Gibt es aufregendes Theater in Kinshasa? Mal abgesehen von den Dramen, Tragikomödien und Farcen der Wirklichkeit, die sich täglich auf den Straßen der Stadt abspielen?

Gibt es.

Man muss es nur finden. Die Adresse: Uele 6 bis, C/Kintambo. Also auf der Avenue Colonel Mondjiba entlang in Richtung Ngaliema, dann links ab auf die Avenue Komoroko. Vorsicht! Die dunkle Gasse rechts ist leicht zu verpassen. Hier steigt man am besten aus, zwischen Schlaglöchern, Pfützen und der offenen Kanalisation ist Platz für Fußgänger, nicht für Autos. Dann am Tor mit der Nummer 6 klopfen – und schon steht man mitten auf dem „Rollfeld der Autoren“.

Tarmac des auteurs heisst Kinshasas derzeit wohl spannendstes Hinterhof-Theater. Die Zuschauer sitzen auf Plastikstühlen, die Bühne besteht aus zusammengeschobenen Holzpaletten, für das Bühnenbild räumen Freunde des Hauses schon mal die eigenen Möbel herbei. Regnen darf es nicht, denn das Theater hat kein Dach. Ein Dach wiederum sollte es nicht haben, da man bei der tropischen Schwüle in einem geschlossenen Raum umkippen würde, und sich Tarmac des auteurs auf absehbare Zeit keine Klimaanlage wird leisten können.

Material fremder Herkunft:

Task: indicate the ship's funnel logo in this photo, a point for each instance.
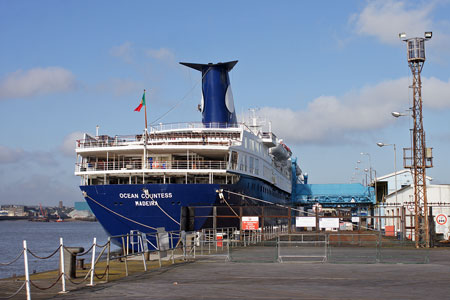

Was hier in jüngerer Zeit aufgeführt wurde, schafft schon Hitze und Reibung genug: zum Beispiel Jean-Paul Sartres Stück Geschlossene Gesellschaft, das bekanntlich in der Hölle spielt. Oder Immigration jetable (auf Deutsch in etwa: „Immigration zum Wegwerfen“) der rumänischen Autorin Alexandra Baldea, das von einem fiktiven afrikanischen Land mit einer korrupten, dekadenten Elite handelt und von seinen jungen Bürgern, die ihr Glück in Europa suchen und nicht finden. Irgendwelche Ähnlichkeiten mit dem Kongo sind rein zufällig.
„Die Attentäterin“, inszeniert nach dem Roman des algerischen Autors Yasmina Khadra über eine palästinensische Selbstmordattentäterin, lieferte reichlich Gesprächsstoff für die Zuschauer. Die bestehen aus Studenten, Angehörigen von Kinshasas Kunst-und Musikszene, ausländischen Diplomaten und NGO-Mitarbeitern. Und manchmal auch Angehörigen der Agence Nationale de Renseignements (ANR), des kongolesischen Geheimdienstes, der offenbar noch nicht so recht weiß, ob er das Treiben auf dieser Bühne für eine Gefährdung des Staates halten soll – oder für sozialkritischen, aber ungefährlichen Nischenaktivismus.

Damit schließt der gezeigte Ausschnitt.